La locuzione Genius Loci indica l’entità soprannaturale, il nume che protegge gli insediamenti umani. Tale espressione, nota nel mondo romano, ha attraversato i secoli ed è ritornata prepotentemente, qualche decennio fa, nell’opera dello storico e teorico dell’architettura Christian Norberg–Schutz. «Un luogo è uno spazio dotato di carattere distintivo» affermava lo studioso, ricordando come, sin dall’antichità, lo spirito del luogo fosse considerato «quella realtà concreta che l’uomo affronta nella vita quotidiana» , e concludendo che «fare dell’architettura, significa visualizzare il Genius Loci: il compito dell’architetto è quello di creare luoghi significativi per aiutare l’uomo ad abitare». Successivamente, l’antropologo Vito Teti ha affermato che «le nostre sensazioni, le nostre percezioni, la nostra memoria, la nostra vita non possono che essere raccontate e rappresentate rispetto ad un luogo. Noi siamo il nostro luogo, i nostri luoghi: tutti i luoghi, reali o immaginari, che abbiamo vissuto, accettato, scartato, combinato, rimosso, inventato. Noi siamo anche il rapporto che abbiamo saputo e voluto stabilire con i luoghi». Essi sono «storie di legami, di partenze, di fuga, che hanno concorso alla definizione di una nuova identità».
Questa mostra ha voluto accertare se questa identità profonda abbia lasciato tracce più visibili negli artisti, individui particolarmente sensibili a percepire gli stimoli più segreti dell’ambiente che li circonda, capaci di vedere l’invisibile che sta dentro il visibile, di entrare in intimo contatto con l’essenza della terra in cui siamo nati, in cui hanno agito o agiscono.
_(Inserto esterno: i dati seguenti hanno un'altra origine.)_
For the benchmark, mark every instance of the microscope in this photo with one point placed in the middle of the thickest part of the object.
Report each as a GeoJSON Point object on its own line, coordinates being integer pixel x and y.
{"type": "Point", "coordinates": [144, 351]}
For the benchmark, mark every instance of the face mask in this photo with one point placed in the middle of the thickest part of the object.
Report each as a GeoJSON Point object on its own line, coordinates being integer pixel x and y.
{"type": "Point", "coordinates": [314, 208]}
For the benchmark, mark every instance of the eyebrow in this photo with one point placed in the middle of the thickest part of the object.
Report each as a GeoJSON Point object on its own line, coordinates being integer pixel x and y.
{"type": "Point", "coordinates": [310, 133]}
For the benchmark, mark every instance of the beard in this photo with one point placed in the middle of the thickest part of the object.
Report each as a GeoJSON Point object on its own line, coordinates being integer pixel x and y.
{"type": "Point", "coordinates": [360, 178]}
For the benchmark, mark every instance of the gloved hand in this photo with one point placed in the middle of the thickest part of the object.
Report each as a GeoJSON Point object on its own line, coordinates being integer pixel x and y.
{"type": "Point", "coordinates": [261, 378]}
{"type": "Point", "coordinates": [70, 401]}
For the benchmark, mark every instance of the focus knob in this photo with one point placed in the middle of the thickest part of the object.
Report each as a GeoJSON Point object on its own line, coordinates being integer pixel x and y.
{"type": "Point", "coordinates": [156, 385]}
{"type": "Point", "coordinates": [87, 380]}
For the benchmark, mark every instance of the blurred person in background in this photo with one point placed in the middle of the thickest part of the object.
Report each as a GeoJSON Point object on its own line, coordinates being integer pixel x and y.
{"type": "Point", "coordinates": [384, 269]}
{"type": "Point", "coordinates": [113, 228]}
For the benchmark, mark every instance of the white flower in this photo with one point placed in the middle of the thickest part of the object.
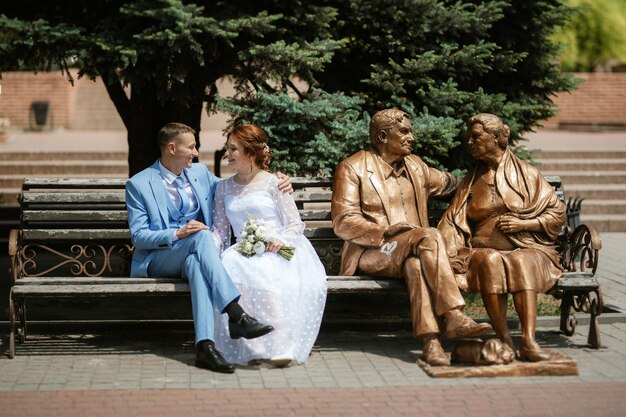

Attraverso le opere esposte, il curatore della mostra ha puntato a verificare se e quanto il Genius Loci sia presente e abbia una valenza per gli artisti contemporanei.
Non a caso, la Puglia è una delle poche regioni ricca di miti mediterranei e dei tanti sedimenti culturali delle civiltà che vi si sono succedute, dalla preistoria all’età classica, greca e romana, dalla civiltà islamica alla bizantina, normanna e sveva. Queste civiltà hanno lasciato un segno nella scultura pugliese del primo Novecento. La Puglia è intrisa di sacralità: le steli, i dolmen, i menhir, le chiese, i monasteri, i santuari, disseminati nel suo territorio, lo dimostrano ampiamente. Anche la storia della religione si intreccia con i culti: infatti, intorno alla metà dell’ XI secolo, un gruppo di Normanni scese fino al Gargano, per visitare la grotta in cui si venerava san Michele Arcangelo. Nel Medioevo, sono state rubate e portate le spoglie di san Nicola a Bari, vero e proprio simbolo della città. Armando Perotti affermava: «San Nicola non è un protettore come tutti gli altri, è veramente il difensore, l’assertore del sentimento cittadino; chi trova una semplice forma di superstizione o di fanatismo è un ignorante, che non conosce l’anima storica del suo paese».